Ryan Flannigan (born 30 June 1988) is a Scottish cricketer. Flannigan is a right-handed batsman who bowls right-arm medium pace. He was born at Kelso and attended Napier University, Edinburgh.

Flannigan made his debut for Scotland against India A in June 2010, making two List A appearances the tourists. Later in August 2010, he made his first-class debut in the 2009–10 Intercontinental Cup against Afghanistan at Cambusdoon New Ground, Ayr. Following this match, he made what is to date his only One Day International appearance against the same opposition, though he was dismissed for a duck by Shapoor Zadran. Later in the 2010 season, he made two appearances in the Clydesdale Bank 40 against Leicestershire and Durham.
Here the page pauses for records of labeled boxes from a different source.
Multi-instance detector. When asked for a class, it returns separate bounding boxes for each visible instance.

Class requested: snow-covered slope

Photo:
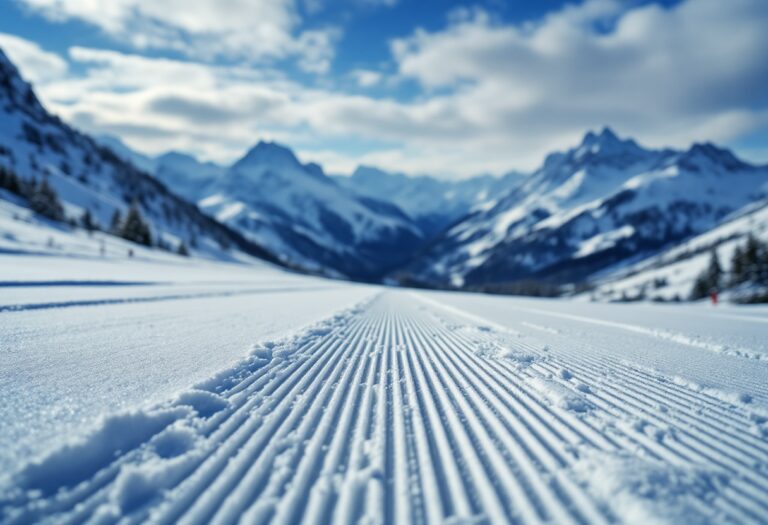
[582,196,768,301]
[335,166,524,236]
[400,128,768,286]
[0,47,274,259]
[0,272,768,525]
[96,135,226,202]
[199,142,423,279]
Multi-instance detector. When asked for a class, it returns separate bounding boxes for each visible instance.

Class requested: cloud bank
[0,0,768,176]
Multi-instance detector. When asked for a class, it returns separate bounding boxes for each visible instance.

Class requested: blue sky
[0,0,768,177]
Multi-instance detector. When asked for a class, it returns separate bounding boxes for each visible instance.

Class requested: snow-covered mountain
[96,135,227,202]
[152,151,227,202]
[398,128,768,286]
[583,199,768,301]
[195,142,424,280]
[0,46,274,260]
[334,166,524,237]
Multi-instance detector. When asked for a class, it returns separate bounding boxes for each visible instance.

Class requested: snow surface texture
[0,256,768,524]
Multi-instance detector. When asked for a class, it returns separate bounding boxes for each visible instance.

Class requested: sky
[0,0,768,178]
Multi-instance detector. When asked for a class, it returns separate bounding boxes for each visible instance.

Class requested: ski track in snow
[0,291,768,525]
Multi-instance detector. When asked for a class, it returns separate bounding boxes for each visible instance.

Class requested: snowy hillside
[0,47,280,259]
[199,142,423,280]
[335,166,524,236]
[583,196,768,301]
[399,129,768,286]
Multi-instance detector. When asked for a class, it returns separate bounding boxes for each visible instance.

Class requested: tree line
[691,233,768,300]
[0,166,189,256]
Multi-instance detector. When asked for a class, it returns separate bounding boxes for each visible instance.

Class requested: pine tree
[109,210,123,235]
[691,248,723,300]
[731,246,746,286]
[0,166,21,195]
[29,179,66,222]
[706,249,723,290]
[176,241,189,257]
[744,233,760,282]
[120,203,152,246]
[80,209,98,233]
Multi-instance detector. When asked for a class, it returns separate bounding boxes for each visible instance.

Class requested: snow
[0,254,768,523]
[408,129,768,285]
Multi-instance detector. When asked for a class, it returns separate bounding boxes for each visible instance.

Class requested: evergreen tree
[744,233,760,282]
[29,179,66,222]
[109,210,123,235]
[691,248,723,300]
[705,249,723,290]
[176,241,189,257]
[80,209,98,233]
[731,246,747,286]
[120,203,152,246]
[0,166,21,195]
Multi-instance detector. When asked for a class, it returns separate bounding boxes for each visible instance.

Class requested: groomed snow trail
[0,291,768,524]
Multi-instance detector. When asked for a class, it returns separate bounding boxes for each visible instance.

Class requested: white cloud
[392,0,768,164]
[16,0,339,73]
[1,0,768,176]
[0,33,67,84]
[350,69,383,87]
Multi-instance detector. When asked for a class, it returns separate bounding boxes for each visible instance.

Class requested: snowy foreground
[0,256,768,524]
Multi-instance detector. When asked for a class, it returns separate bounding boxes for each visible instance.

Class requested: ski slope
[0,257,768,524]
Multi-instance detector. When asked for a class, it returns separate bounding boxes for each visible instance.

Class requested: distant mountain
[195,142,424,280]
[334,166,524,237]
[0,46,276,260]
[584,199,768,301]
[153,151,227,202]
[96,135,227,202]
[398,128,768,286]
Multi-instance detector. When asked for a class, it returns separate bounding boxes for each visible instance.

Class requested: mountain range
[0,47,768,290]
[0,51,277,261]
[398,128,768,287]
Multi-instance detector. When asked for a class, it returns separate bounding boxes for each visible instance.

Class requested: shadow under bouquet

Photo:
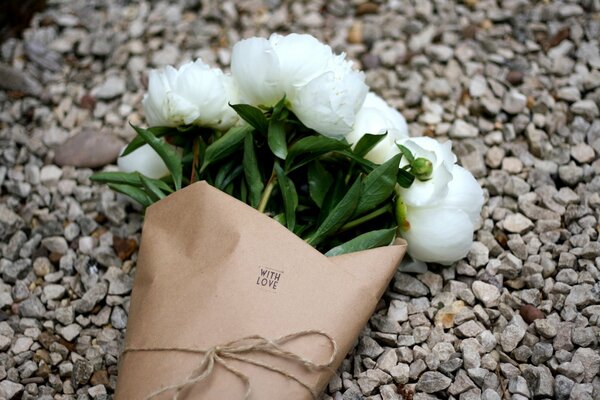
[92,34,483,399]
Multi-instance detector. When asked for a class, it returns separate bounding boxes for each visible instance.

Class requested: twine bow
[123,330,338,400]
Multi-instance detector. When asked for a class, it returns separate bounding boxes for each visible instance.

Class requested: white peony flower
[117,144,169,179]
[231,34,368,138]
[398,136,456,207]
[142,59,238,129]
[346,92,408,164]
[291,54,369,139]
[400,137,484,264]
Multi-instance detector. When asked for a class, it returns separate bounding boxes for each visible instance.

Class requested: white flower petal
[363,92,408,140]
[117,144,169,179]
[400,164,452,207]
[400,207,474,264]
[165,92,200,125]
[269,33,333,95]
[142,60,237,128]
[444,165,484,224]
[291,56,368,139]
[231,37,285,106]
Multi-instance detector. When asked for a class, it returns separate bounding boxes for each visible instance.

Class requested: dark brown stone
[113,236,138,261]
[54,130,125,168]
[506,69,523,86]
[90,370,110,386]
[519,304,546,324]
[356,3,379,16]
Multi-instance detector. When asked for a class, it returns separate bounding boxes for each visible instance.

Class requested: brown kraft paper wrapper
[115,182,406,400]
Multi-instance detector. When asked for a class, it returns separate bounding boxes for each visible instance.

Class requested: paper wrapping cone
[115,182,406,400]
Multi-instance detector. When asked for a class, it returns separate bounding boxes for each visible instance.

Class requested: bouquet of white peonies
[92,34,483,399]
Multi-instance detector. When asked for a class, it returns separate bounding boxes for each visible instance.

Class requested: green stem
[338,204,392,233]
[190,136,200,184]
[256,169,277,213]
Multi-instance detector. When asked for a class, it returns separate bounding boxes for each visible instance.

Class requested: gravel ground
[0,0,600,400]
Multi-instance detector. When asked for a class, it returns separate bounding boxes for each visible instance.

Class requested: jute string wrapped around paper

Flannigan featured on a regular basis for Scotland in the 2011 Clydesdale Bank 40, making six List A appearances during the competition, though he only scored 92 runs at an average of 15.33. In June 2011, he made his second first-class appearance against the Netherlands in the 2011–13 Intercontinental Cup at Mannofield Park, Aberdeen, with him later making another first-class appearance in September 2011 against Namibia in the same competition at the Wanderers Cricket Ground, Windhoek. During this match, he scored his maiden first-class century with a score of 102 in Scotland's first-innings. Following this match, Flannigan made his Twenty20 debut on the tour, making two appearances against the host nation.

In February 2012, he made a further first-class appearance against the United Arab Emirates at Sharjah in the Intercontinental Cup. He was selected as part of Scotland's squad for the World Twenty20 Qualifier which proceeded their series against the United Arab Emirates.